The NFU has called on the RPA to provide certainty for claimants still waiting for BPS payments, to match what has been done for farmers in Scotland and Wales.
The call comes as the RPA’s 4 January 2018 performance update announced that more than 76,500 (91%) of farmers in England received payments by the end of December.
NFU Vice President Guy Smith said: "For the nine out of ten claimants who have now received their payments, it is welcome news the RPA has met its targets for the beginning of this year.
“However, there are thousands of farmers still waiting and that is why the NFU is maintaining its call for bridging payments for those who cannot be guaranteed a payment in January. It is also concerning to hear that farmers are not receiving adequate responses or updates to enquiries from the RPA in recent weeks.
“Without any form of payment thousands of farmers struggle with cash flow when running a farm business, and bridging payments would help mitigate this."
“The vast majority of those still waiting are doing so through no fault of their own. It is the RPA’s process that is causing the delay. Accordingly, we are calling for bridging payments as soon as possible for those unpaid. Defra should at the very least match for English farmers what has been done in Scotland and Wales when it comes to bridging payments.
“Furthermore we are aware of many of those paid who feel they have not been paid correctly.
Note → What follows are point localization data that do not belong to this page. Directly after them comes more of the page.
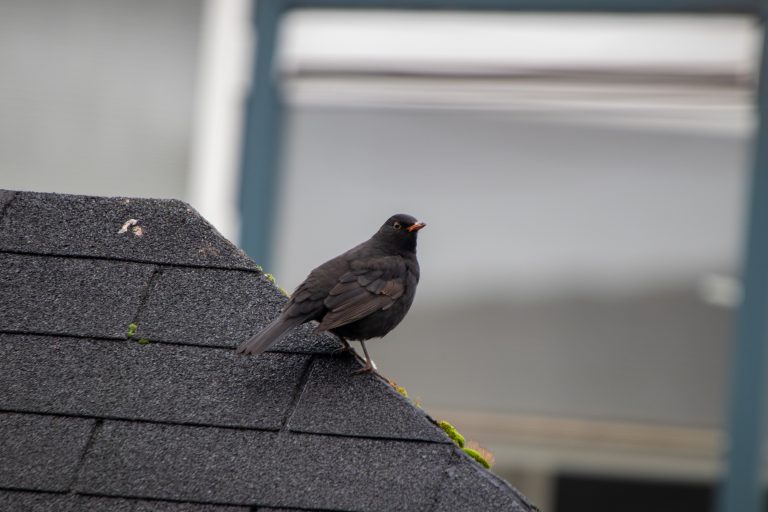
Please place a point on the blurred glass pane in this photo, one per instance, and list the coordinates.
(583, 181)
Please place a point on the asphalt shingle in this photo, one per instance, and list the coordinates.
(123, 379)
(24, 501)
(41, 452)
(469, 488)
(93, 420)
(168, 231)
(218, 307)
(69, 295)
(335, 402)
(279, 470)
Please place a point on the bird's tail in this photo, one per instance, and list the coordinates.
(270, 335)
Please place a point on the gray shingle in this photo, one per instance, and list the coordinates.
(467, 487)
(41, 452)
(172, 232)
(25, 501)
(218, 307)
(262, 468)
(6, 196)
(336, 402)
(69, 296)
(153, 382)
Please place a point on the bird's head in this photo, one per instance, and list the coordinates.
(401, 230)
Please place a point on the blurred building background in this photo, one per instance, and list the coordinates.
(583, 178)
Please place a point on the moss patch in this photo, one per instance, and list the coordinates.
(452, 433)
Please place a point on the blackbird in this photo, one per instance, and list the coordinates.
(360, 294)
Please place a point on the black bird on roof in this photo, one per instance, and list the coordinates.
(360, 294)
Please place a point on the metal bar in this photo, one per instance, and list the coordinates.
(741, 491)
(261, 143)
(646, 6)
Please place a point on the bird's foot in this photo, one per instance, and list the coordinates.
(342, 351)
(368, 368)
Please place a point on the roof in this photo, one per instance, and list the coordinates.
(95, 416)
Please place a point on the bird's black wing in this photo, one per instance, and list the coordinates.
(370, 285)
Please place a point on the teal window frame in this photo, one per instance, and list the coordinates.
(740, 490)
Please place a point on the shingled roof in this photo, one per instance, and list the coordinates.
(95, 416)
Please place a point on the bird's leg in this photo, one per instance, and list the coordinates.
(368, 368)
(345, 349)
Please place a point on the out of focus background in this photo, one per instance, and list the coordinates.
(583, 178)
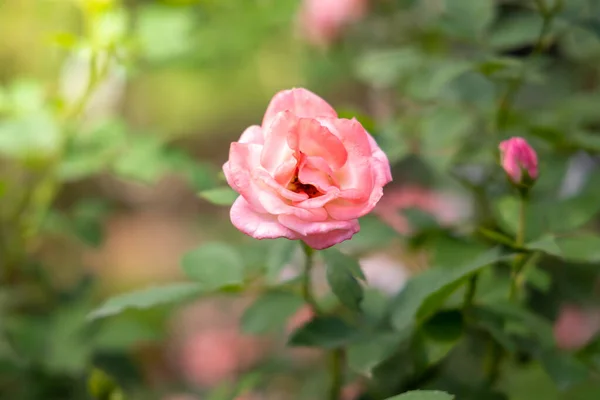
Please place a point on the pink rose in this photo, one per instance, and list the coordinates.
(322, 20)
(518, 156)
(446, 209)
(211, 357)
(305, 174)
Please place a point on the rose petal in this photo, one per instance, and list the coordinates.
(252, 134)
(300, 102)
(319, 201)
(259, 226)
(381, 163)
(276, 150)
(264, 177)
(243, 158)
(307, 228)
(315, 171)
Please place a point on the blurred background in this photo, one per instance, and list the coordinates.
(116, 117)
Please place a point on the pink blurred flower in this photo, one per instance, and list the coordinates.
(575, 327)
(518, 156)
(445, 208)
(322, 21)
(305, 174)
(217, 355)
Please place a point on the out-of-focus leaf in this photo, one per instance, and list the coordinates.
(323, 332)
(456, 123)
(467, 18)
(164, 32)
(35, 135)
(580, 248)
(367, 353)
(374, 234)
(122, 334)
(342, 274)
(93, 150)
(564, 369)
(584, 247)
(537, 216)
(445, 326)
(384, 68)
(270, 312)
(280, 253)
(431, 79)
(424, 293)
(538, 278)
(529, 324)
(223, 196)
(547, 244)
(423, 395)
(145, 160)
(214, 266)
(147, 298)
(518, 30)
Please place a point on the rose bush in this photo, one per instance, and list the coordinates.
(305, 173)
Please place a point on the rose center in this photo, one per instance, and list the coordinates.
(296, 186)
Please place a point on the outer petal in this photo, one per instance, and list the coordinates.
(243, 158)
(252, 134)
(312, 139)
(300, 102)
(276, 151)
(382, 164)
(259, 226)
(343, 210)
(306, 228)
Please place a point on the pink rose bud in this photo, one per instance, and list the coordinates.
(305, 174)
(575, 327)
(322, 21)
(517, 157)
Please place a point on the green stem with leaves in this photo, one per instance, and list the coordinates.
(335, 356)
(514, 86)
(521, 259)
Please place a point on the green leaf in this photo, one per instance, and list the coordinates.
(223, 196)
(164, 32)
(214, 266)
(423, 395)
(145, 160)
(547, 244)
(368, 353)
(564, 369)
(384, 68)
(538, 278)
(374, 234)
(146, 298)
(279, 255)
(323, 332)
(431, 79)
(445, 326)
(342, 274)
(270, 312)
(537, 216)
(516, 31)
(583, 248)
(424, 293)
(527, 323)
(468, 18)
This is adding to the already unacceptable amount of outstanding workload at the RPA due to 2015/2016 issues still unresolved. Again we are calling on Defra to make sure its delivery agency has the necessary resources to function properly.
“Finally, to add to the pressure, we are hearing from a lot of members expressing concerns about the changes being made to the Rural Land Register due to the remapping exercise that has been ongoing since the summer. We fear the RPA has a mountain of RLE1 correction forms coming its way. Again, the RPA needs to make sure it has the necessary resource to deal with this extra workload.
"To deal with these strains in the system the RPA needs to reintroduce whole case-workers that are familiar with a farmer’s claim who the farmer can talk to directly. We would also like to see the reintroduction of regional walk-in centres where farmers can take maps and data to talk to someone directly.”